3. Beuville, illustration pour Le roi Pausole

4 billet(s):

Hé hé : Puisque tu l'as fini, tu vas pouvoir me le prêter ! :-P

Vu que les intrigues prétextes à "discours" philosophiques ne m'effraient pas, et que, de plus, ceux de ce livre semblent tout à fait de mon goût, je suis très impatient de pouvoir le lire ! Enfin, si tu veux bien me le prêter bien sûr !

* Mode Clélie * "Hé ! Madame, de grâce ! Souffrez que l'on implore de vous l'honneur d'une lecture que vous vantez si profitable et si divertissante ! Joint que les passages impudiques par vous relevés, loin de diminuer mon imprudente curiosité, la redouble tout au contraire d'un zèle indiscret !"
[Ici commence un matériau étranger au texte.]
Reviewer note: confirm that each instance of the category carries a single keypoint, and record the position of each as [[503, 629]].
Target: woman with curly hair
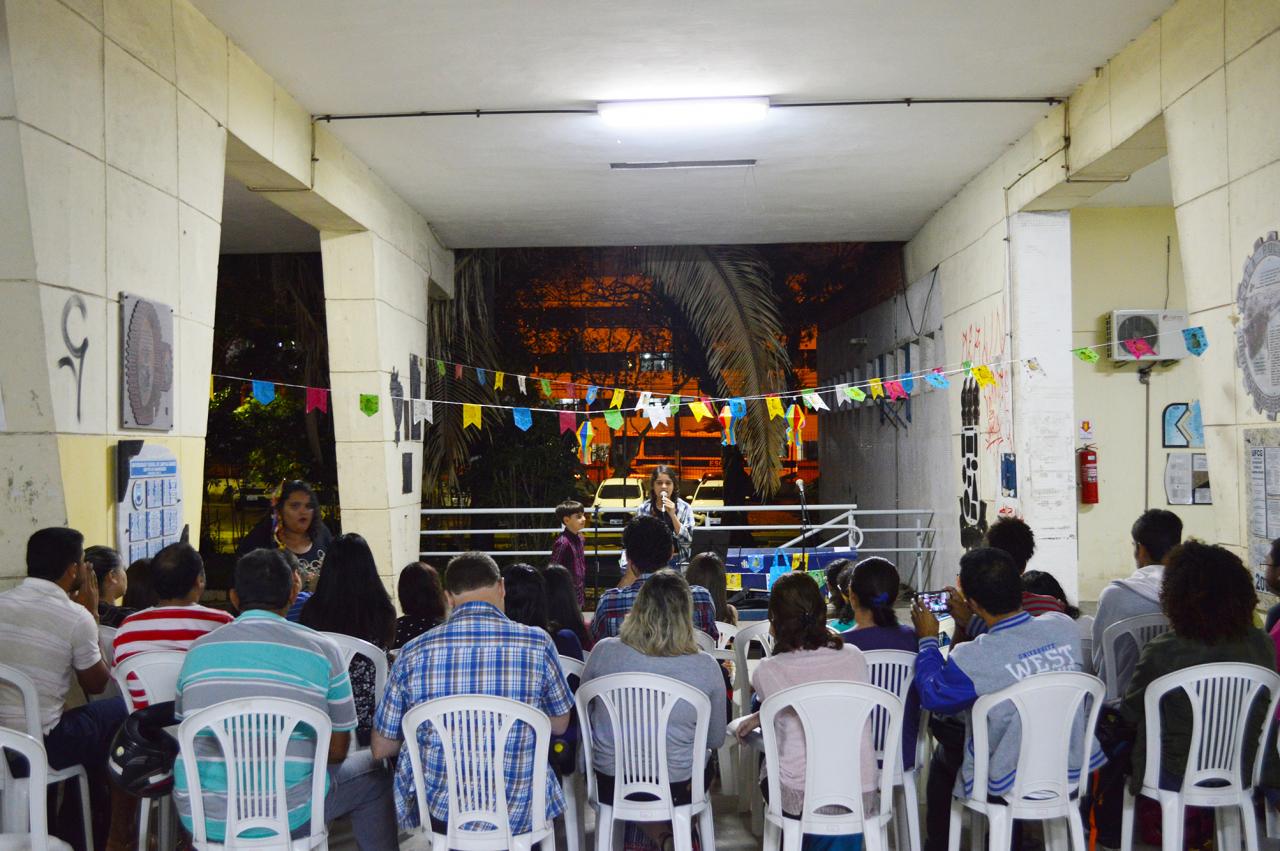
[[1208, 598]]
samedi, 01 novembre, 2008  

Bien sûr que je vais te le prêter ! En espérant que tu le lises vite, que l'on puisse confronter nos impressions.
Je profite de ce commentaire pour signaler un très beau site sur Pierre Louÿs, qui contient pas mal d'informations et d'images intéressantes. Pour ceux qui voudraient en savoir et en voir un peu plus : http://www.pierrelouys.fr/

samedi, 01 novembre, 2008  

Ce conte philosophico-érotique est très tentant. Le roi Pausole est-il mis face à ses contradictions ou reste-t-il un personnage un peu falot ?

mardi, 04 novembre, 2008  

Oui, il est mis en face de ses contradictions, par la fuite de sa fille, la révolte des femmes du harem, et il en arrivera à des conclusions bien différentes de son petit quotidien bien rangé. Le roi falot profite donc de cette expérience pour en tirer un enseignement.